ユーロ相場:ECB 追加緩和期待から上値の重い展開

今週11/16~11/20 のレビュー

今週のユーロドル相場は、ECBによる追加緩和期待などから下値を探る展開となって下落したが、10 月FOMC議事要旨等によるドル売りから上昇しました。

ユーロドルは週初に 1.07 ドル付近で寄り付き。

14 日未明のパリ同時多発テロの影響から、16 日東京時間の朝に 1.07 ドルを割り込み下落したが、欧州時間入り後に当該テロがユーロ圏経済に与える影響は限定的との見方が広がり、ユーロ圏株価がプラス圏に戻すとユーロドルも 1.0758 まで反発しました。

ユーロ円はリスク回避の円買いもあって16 日東京時間に 4 月 29 日以来となる 130.66 まで下落しました。

その後は、欧米金融政策格差やユーロ圏株価上昇などを背景としたユーロ売りや、米 10 月消費者物価指数の予想比上振れ等を受けたドル買いなどから、ユーロドルは 17 日に 1.0630 まで下落。

18 日の 10 月FOMC議事要旨で短期の均衡実質金利の引き下げが示唆されたことから、利上げ後の利上げペースは漸進的になるとの見方が広がり、ドル高が失速したことから、ユーロドルは 1.0763まで上昇しました。

来週 11/23~11/27 の予想

来週は、ユーロ圏 11 月製造業PMI(11/23)、独 11 月Ifo景況指数(11/24)、独 10 月小売売上高(11/27)等の経済指標が発表されます。

ユーロ圏景気は原油安や物価下落による実質可処分所得の増加を受けた個人消費の緩やかな増加、ユーロ安を受けた輸出の持ち直しの動きから、景気指標は引き続き良好な結果となるでしょう。

しかし、ユーロ圏景気はリーマンショック前の水準を回復していない上に、物価は前年比+0%付近で低水準にあります。
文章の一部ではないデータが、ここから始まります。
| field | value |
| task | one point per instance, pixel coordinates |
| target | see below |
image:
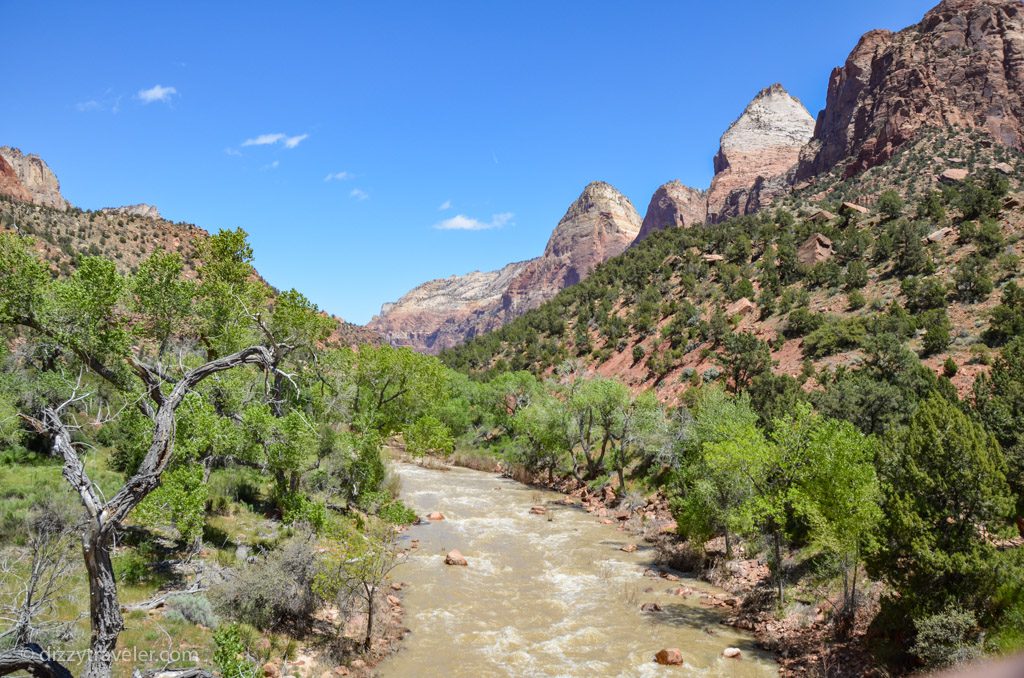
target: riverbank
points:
(548, 590)
(803, 640)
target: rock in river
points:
(669, 657)
(456, 558)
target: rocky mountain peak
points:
(35, 180)
(600, 223)
(674, 205)
(963, 66)
(142, 209)
(757, 153)
(600, 214)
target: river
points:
(543, 597)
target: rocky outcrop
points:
(142, 210)
(10, 185)
(448, 311)
(34, 176)
(600, 224)
(673, 206)
(441, 313)
(758, 154)
(962, 66)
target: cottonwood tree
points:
(358, 565)
(97, 320)
(721, 447)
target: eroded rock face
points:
(35, 177)
(758, 153)
(962, 66)
(673, 206)
(600, 224)
(10, 185)
(445, 312)
(142, 210)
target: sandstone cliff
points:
(758, 153)
(142, 210)
(35, 181)
(673, 206)
(440, 313)
(962, 66)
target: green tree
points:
(721, 448)
(744, 357)
(937, 329)
(428, 435)
(943, 479)
(890, 205)
(998, 400)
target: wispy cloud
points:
(157, 93)
(463, 222)
(105, 101)
(263, 139)
(275, 137)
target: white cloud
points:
(263, 139)
(157, 93)
(275, 137)
(463, 222)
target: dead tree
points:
(104, 518)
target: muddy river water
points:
(543, 597)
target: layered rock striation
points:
(673, 206)
(758, 154)
(28, 178)
(441, 313)
(963, 66)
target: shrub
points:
(274, 591)
(890, 205)
(937, 327)
(835, 337)
(856, 274)
(972, 279)
(947, 638)
(397, 513)
(802, 322)
(194, 608)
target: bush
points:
(835, 337)
(937, 328)
(397, 513)
(194, 608)
(275, 591)
(890, 205)
(947, 638)
(802, 322)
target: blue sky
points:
(341, 135)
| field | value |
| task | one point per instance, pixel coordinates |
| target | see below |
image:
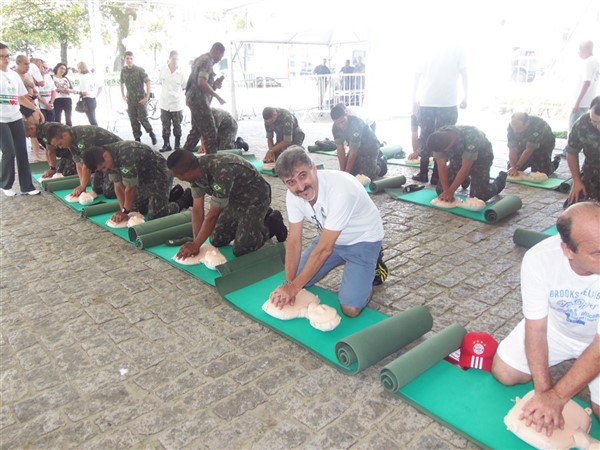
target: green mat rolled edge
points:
(393, 151)
(159, 224)
(58, 184)
(503, 208)
(161, 236)
(565, 186)
(364, 348)
(528, 238)
(413, 363)
(98, 209)
(378, 186)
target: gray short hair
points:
(291, 158)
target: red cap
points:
(477, 351)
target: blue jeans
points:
(360, 260)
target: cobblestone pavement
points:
(104, 346)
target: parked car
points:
(266, 82)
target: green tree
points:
(30, 26)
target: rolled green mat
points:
(364, 348)
(413, 363)
(161, 236)
(58, 184)
(387, 183)
(503, 208)
(161, 223)
(393, 151)
(100, 208)
(565, 186)
(528, 238)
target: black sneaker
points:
(175, 193)
(422, 177)
(186, 200)
(381, 271)
(556, 162)
(500, 181)
(276, 226)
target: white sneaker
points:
(9, 192)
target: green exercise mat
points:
(198, 270)
(380, 185)
(472, 403)
(76, 206)
(417, 360)
(405, 162)
(492, 213)
(250, 299)
(550, 183)
(392, 151)
(59, 184)
(529, 238)
(565, 186)
(365, 348)
(161, 223)
(158, 237)
(99, 209)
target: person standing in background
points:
(171, 101)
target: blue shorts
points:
(359, 259)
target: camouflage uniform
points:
(237, 187)
(65, 163)
(203, 122)
(471, 144)
(358, 134)
(585, 136)
(85, 136)
(134, 80)
(226, 129)
(537, 136)
(285, 128)
(137, 165)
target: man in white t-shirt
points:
(560, 286)
(435, 98)
(588, 82)
(349, 225)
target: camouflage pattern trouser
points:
(153, 199)
(245, 226)
(366, 163)
(203, 124)
(101, 184)
(591, 179)
(480, 177)
(138, 116)
(539, 161)
(168, 117)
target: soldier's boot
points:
(166, 145)
(186, 200)
(423, 169)
(177, 143)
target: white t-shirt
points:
(342, 204)
(11, 88)
(438, 83)
(46, 90)
(550, 288)
(88, 83)
(171, 94)
(591, 73)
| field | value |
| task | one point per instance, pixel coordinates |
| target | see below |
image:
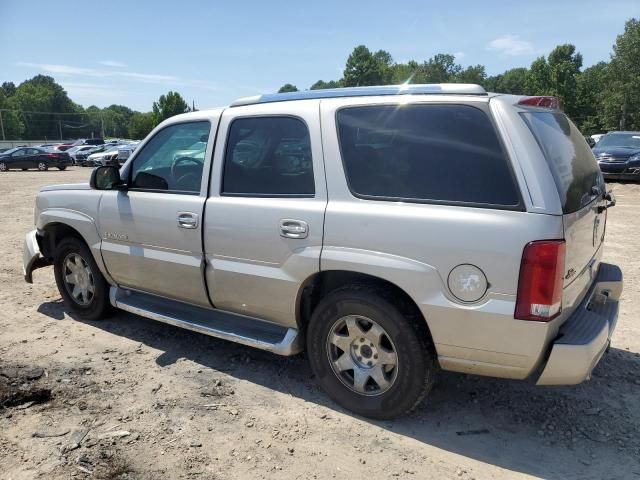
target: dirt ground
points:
(130, 398)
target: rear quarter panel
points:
(415, 246)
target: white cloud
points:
(511, 45)
(112, 63)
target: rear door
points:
(152, 233)
(581, 187)
(264, 216)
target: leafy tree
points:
(472, 74)
(622, 99)
(321, 84)
(169, 105)
(140, 125)
(8, 89)
(440, 68)
(287, 87)
(43, 94)
(512, 81)
(592, 86)
(12, 122)
(366, 68)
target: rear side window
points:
(572, 164)
(425, 153)
(268, 156)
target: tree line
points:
(603, 97)
(40, 109)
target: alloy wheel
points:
(362, 355)
(78, 279)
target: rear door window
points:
(572, 164)
(425, 153)
(268, 157)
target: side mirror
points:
(106, 178)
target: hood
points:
(614, 151)
(66, 186)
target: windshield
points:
(624, 140)
(572, 164)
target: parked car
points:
(88, 141)
(618, 155)
(125, 151)
(389, 231)
(108, 156)
(25, 158)
(80, 153)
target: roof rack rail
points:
(404, 89)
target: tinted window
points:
(435, 153)
(167, 161)
(625, 140)
(268, 156)
(572, 164)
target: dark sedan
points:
(618, 155)
(24, 158)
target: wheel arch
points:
(59, 224)
(324, 282)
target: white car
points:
(102, 158)
(80, 152)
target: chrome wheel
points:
(362, 355)
(78, 279)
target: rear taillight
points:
(540, 283)
(545, 101)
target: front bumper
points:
(31, 256)
(584, 337)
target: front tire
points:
(368, 355)
(84, 290)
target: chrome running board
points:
(216, 323)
19 日の 10 月ECB理事会議事要旨においても、ドラギECB総裁による記者会見や議会証言での発言どおり、物価が低水準である背景と物価の下振れリスクが高まっていることに相応の文量が割かれていました。

加えて、追加緩和の手段について、資産買入の規模拡大、デュレーション長期化、期限延長、預金ファシリティ金利の引き下げについて、議論したことが記載されています。

なお、一段のマイナス金利化について金融市場の機能や、銀行と消費者行動を歪めかねないとの議論があったことにも触れています。
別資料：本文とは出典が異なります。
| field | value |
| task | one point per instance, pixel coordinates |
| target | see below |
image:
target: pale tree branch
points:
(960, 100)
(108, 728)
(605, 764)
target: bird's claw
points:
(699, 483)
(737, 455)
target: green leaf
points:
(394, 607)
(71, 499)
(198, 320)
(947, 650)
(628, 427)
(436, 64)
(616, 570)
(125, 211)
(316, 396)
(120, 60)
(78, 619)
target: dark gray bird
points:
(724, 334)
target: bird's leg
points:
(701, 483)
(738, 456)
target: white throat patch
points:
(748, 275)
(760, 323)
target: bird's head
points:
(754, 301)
米国では、米 10 月雇用統計の良好な結果を受けて 12 月FOMCでの利上げが意識されています。もっとも、10 月FOMC議事要旨(11/18)を受けてドル買いは幾分弱まった。

来週のユーロドルは、ECBによる追加緩和期待と米国の利上げ期待から上値の重い展開が、ユーロ円は日欧金融政策格差が意識されて上値の重い展開が予想されます。
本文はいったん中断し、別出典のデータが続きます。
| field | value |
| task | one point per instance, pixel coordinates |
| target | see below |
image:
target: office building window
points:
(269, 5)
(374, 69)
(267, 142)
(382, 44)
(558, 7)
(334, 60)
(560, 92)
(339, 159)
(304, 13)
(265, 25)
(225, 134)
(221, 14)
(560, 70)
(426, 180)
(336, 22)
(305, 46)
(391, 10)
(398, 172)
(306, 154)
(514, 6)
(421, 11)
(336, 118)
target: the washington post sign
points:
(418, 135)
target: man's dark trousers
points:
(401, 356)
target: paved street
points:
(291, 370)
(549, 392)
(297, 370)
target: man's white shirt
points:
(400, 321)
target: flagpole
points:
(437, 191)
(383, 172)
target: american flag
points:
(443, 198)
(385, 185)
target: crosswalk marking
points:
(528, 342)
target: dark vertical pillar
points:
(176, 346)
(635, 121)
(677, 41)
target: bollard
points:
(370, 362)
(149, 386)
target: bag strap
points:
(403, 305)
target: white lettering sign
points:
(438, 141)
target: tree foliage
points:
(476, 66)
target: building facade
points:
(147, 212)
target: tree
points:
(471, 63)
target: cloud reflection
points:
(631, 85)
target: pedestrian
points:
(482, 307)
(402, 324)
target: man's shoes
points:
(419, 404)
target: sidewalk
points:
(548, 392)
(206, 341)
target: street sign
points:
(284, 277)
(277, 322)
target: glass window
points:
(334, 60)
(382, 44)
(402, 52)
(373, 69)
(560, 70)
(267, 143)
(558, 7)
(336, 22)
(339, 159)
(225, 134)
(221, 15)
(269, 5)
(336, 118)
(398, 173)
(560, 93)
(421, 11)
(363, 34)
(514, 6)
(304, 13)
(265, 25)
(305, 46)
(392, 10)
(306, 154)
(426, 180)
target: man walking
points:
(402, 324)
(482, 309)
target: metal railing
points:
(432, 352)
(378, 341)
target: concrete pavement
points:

なお、パリ同時テロについては、欧州各国間での国境警備の強化(シェンゲン協定によって欧州各国間の人や物の移動が自由)等が議論されているが、2001 年 9 月 11 日のアメリカ同時多発テロにおける航空機の飛行禁止措置等がなされているわけではなく、当面、ユーロ圏景気への影響は限定的と考えられます。

そのため、金融市場の反応も限られるでしょう。

今週予想レンジ

ユーロドル:1.0500 ~ 1.0850   ユーロ円:130.00 ~ 134.00

海外FX トレーダーの皆様、個人的予想では、11/23に発表されるユーロ圏全体の製造業PMIは前月と市場予想を上回るでしょう。

ドイツのPMIは好調さを見せるでしょうが、フランスなどその他の国は横ばいか低下となるでしょう。

ユーロ圏全体の景気の足並みが揃わない現状から、ECBはドイツ以外のユーロ諸国経済へのテコ入れ策として量的緩和などの追加緩和策をどう構築していくかが今後大きく注目されるはずです。

しばらくはECBの追加緩和策と米国の利上げ観測の両者が綱引きをする形で上値の重い展開が予想されます。